Reputation: 367
Is it possible in pyspark to use the parallelize function over python objects? I want to run on parallel on a list of objects, modified them using a function, and then print these objects.
def init_spark(appname):
spark = SparkSession.builder.appName(appname).getOrCreate()
sc = spark.sparkContext
return spark,sc
def run_on_configs_spark(object_list):
spark,sc = init_spark(appname="analysis")
p_configs_RDD = sc.parallelize(object_list)
p_configs_RDD=p_configs_RDD.map(func)
p_configs_RDD.foreach(print)
def func(object):
return do-somthing(object)
When I run the above code, I encounter an error of "AttributeError: Can't get attribute 'Object' on <module 'pyspark.daemon' from...> ". How can I solve it?

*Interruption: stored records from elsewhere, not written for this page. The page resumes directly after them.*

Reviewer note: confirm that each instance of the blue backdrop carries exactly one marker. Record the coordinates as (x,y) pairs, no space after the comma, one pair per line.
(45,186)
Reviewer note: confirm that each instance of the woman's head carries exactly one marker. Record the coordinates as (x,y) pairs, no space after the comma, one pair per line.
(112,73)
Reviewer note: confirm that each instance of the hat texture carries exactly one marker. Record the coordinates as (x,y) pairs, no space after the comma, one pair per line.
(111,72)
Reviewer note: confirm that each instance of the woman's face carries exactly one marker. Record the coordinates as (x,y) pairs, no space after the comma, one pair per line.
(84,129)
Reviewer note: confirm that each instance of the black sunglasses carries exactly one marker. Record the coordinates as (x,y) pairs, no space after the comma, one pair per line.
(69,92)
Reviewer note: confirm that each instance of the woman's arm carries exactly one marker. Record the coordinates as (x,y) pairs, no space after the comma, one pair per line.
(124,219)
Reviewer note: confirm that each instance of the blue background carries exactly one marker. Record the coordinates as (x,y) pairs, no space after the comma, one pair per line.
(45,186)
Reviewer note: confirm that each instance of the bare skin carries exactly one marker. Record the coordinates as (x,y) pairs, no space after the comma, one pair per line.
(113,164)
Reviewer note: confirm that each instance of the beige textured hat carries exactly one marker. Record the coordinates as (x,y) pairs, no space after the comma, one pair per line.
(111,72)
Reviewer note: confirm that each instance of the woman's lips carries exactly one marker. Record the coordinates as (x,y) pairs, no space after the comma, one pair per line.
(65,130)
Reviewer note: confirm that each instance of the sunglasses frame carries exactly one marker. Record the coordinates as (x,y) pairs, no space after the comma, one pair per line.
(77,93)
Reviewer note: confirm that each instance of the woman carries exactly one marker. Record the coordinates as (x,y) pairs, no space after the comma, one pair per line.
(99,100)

I did the following workaround. But I don't think it is a good solution in general, and it assumes I can change the constructor of the object.

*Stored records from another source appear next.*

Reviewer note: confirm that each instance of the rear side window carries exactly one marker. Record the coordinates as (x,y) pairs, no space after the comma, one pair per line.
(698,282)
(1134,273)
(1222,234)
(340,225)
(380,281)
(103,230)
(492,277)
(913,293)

I have converted the object into a dictionary, and construed the object from the directory.
def init_spark(appname):
spark = SparkSession.builder.appName(appname).getOrCreate()
sc = spark.sparkContext
return spark,sc
def run_on_configs_spark(object_list):
spark,sc = init_spark(appname="analysis")

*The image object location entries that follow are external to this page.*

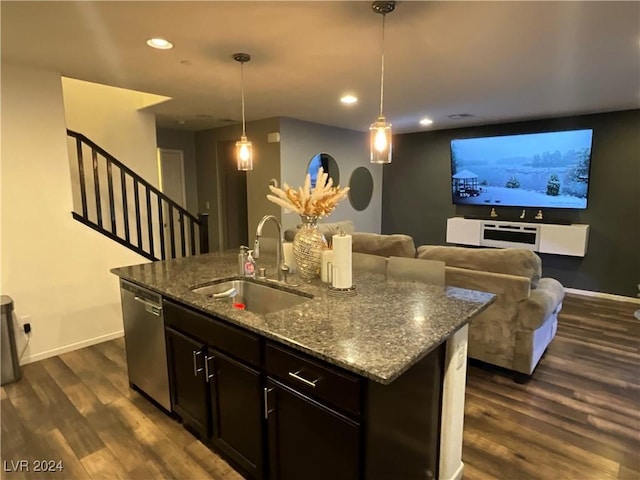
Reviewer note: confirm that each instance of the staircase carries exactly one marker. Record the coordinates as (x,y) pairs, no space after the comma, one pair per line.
(117,202)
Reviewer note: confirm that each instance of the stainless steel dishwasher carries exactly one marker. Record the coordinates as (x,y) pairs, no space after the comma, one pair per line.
(144,342)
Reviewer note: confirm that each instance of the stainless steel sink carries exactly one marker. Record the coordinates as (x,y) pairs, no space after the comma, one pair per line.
(251,296)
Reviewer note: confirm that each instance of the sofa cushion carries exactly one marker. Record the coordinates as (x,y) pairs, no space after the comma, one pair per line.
(543,302)
(510,261)
(327,229)
(395,245)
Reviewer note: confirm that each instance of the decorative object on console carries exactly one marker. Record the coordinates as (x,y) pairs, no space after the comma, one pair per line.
(311,203)
(308,246)
(380,130)
(244,150)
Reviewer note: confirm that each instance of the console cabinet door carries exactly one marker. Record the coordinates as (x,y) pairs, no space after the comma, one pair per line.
(189,389)
(236,406)
(308,440)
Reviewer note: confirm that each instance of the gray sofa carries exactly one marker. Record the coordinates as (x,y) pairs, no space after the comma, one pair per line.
(515,331)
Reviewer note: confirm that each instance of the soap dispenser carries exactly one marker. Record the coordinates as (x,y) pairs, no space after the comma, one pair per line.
(250,265)
(242,260)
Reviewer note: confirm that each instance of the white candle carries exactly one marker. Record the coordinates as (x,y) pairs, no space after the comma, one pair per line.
(342,261)
(327,258)
(287,253)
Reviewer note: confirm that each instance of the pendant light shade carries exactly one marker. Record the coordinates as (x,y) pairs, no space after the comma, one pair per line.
(380,141)
(244,149)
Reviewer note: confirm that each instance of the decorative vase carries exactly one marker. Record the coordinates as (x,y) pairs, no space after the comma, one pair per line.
(308,245)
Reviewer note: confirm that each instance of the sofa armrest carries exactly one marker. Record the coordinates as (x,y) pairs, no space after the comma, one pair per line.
(542,302)
(395,245)
(509,288)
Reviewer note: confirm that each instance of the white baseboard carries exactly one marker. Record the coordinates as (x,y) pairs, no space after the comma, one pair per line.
(457,475)
(609,296)
(69,348)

p_configs_RDD = sc.parallelize([x.__dict__() for x in object_list])
p_configs_RDD=p_configs_RDD.map(func)
p_configs_RDD.foreach(print)
def func(dict):
object=CreateObject(create_from_dict=True,dictionary=dict)
return do-something(object)
In the constructor of the Object:
class Object:
def __init__(create_from_dict=False,dictionary=None, other_params...):
if(create_from_dict):
self.__dict__.update(dictionary)
return
Are there any better solutions?
Upvotes: 0
Views: 826
Reputation: 391
Well for better answer I suggest you post a sample of the object_list and your desired output so we can test with real code.
According to pyspark docs (as above) parallelize function should accept any collection, so I think the problem might be the object_list. I see the workaround can work since the input type is a list of dictionary (or other mapping object)
As for a modular way to run over general created objects, it's depend on how you want the RDD to be, but the general way should be converting the whole object you want into a collection type object. One solution without modifying constructor / structure can be
sc.parallelize([object_list])
The key point is to ensure that the input is in collection type.
Upvotes: 1